A word from the Chairman
Hachette Livre, a subsidiary of the French media giant Lagardère and a depository of part of France’s cultural heritage, is pushing beyond its historical borders, pursuing the adventure Louis Hachette began in 1826. Today, the Group brings together a broad spectrum of prestigious publishers covering the entire consumer book market. Three words can describe the Group: diversity, independence and profitability.
Hachette Livre is a constellation of publishers, in which literature and textbooks appear alongside travel guides and cookbooks. A shared focus on quality drives the Group’s imprints, which develop independently and cultivate their own identities. Independence is a vital necessity in publishing because it spawns creativity. Publishers perform best when they are close to their markets, their authors and their readers.
Diversity contributes to Hachette Livre’s financial soundness.

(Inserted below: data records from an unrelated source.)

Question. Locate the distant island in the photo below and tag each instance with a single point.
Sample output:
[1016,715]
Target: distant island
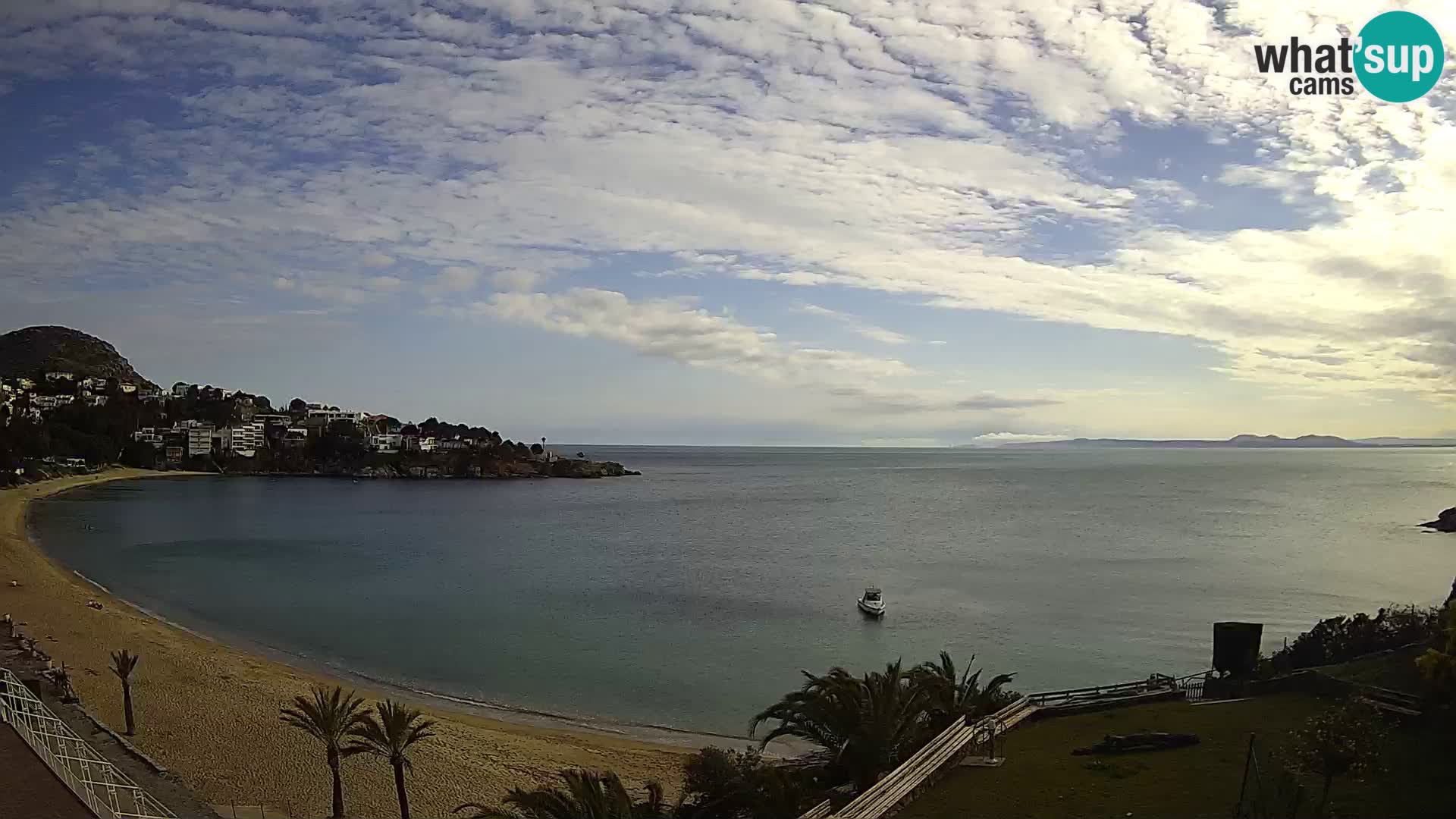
[71,401]
[1237,442]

Covering all editorial genres in French, English and Spanish offsets the impact of an economic downturn in one market by growth in another and makes the Group’s performance more predictable.
Hachette Livre is, as a result, well equipped to face new challenges such as the ambitions of internet giants, the consolidation of book retailing, or the advent of digital e-readers. In the face of such exciting changes, we must make sure that our publishers have the resources to meet the expectations of both readers and authors and to anticipate what the reading experience will be like in the future.
We have also embraced sustainable growth. Hachette Livre is one of the first publishing groups in the world to conduct carbon footprint assessments in all its major countries. Sustainable growth also means Hachette Livre promotes business models that can ensure a future for the publishing industry, with a particular focus on intellectual property rights and control of pricing, so that books see their true value recognized whatever the media and however they are brought to market. We also have to expand into new markets, especially emerging countries where books are bound to become a mass market entertainment product in the near future.
Such are the challenges we must face, and we will do so energized by our diversity and determined to leverage the full weight of our status as the world’s second largest consumer book publisher. Thus the Group’s publishers will pursue their adventures, some centuries old, by offering readers the best that writing has to offer, whether printed on paper or displayed on a screen.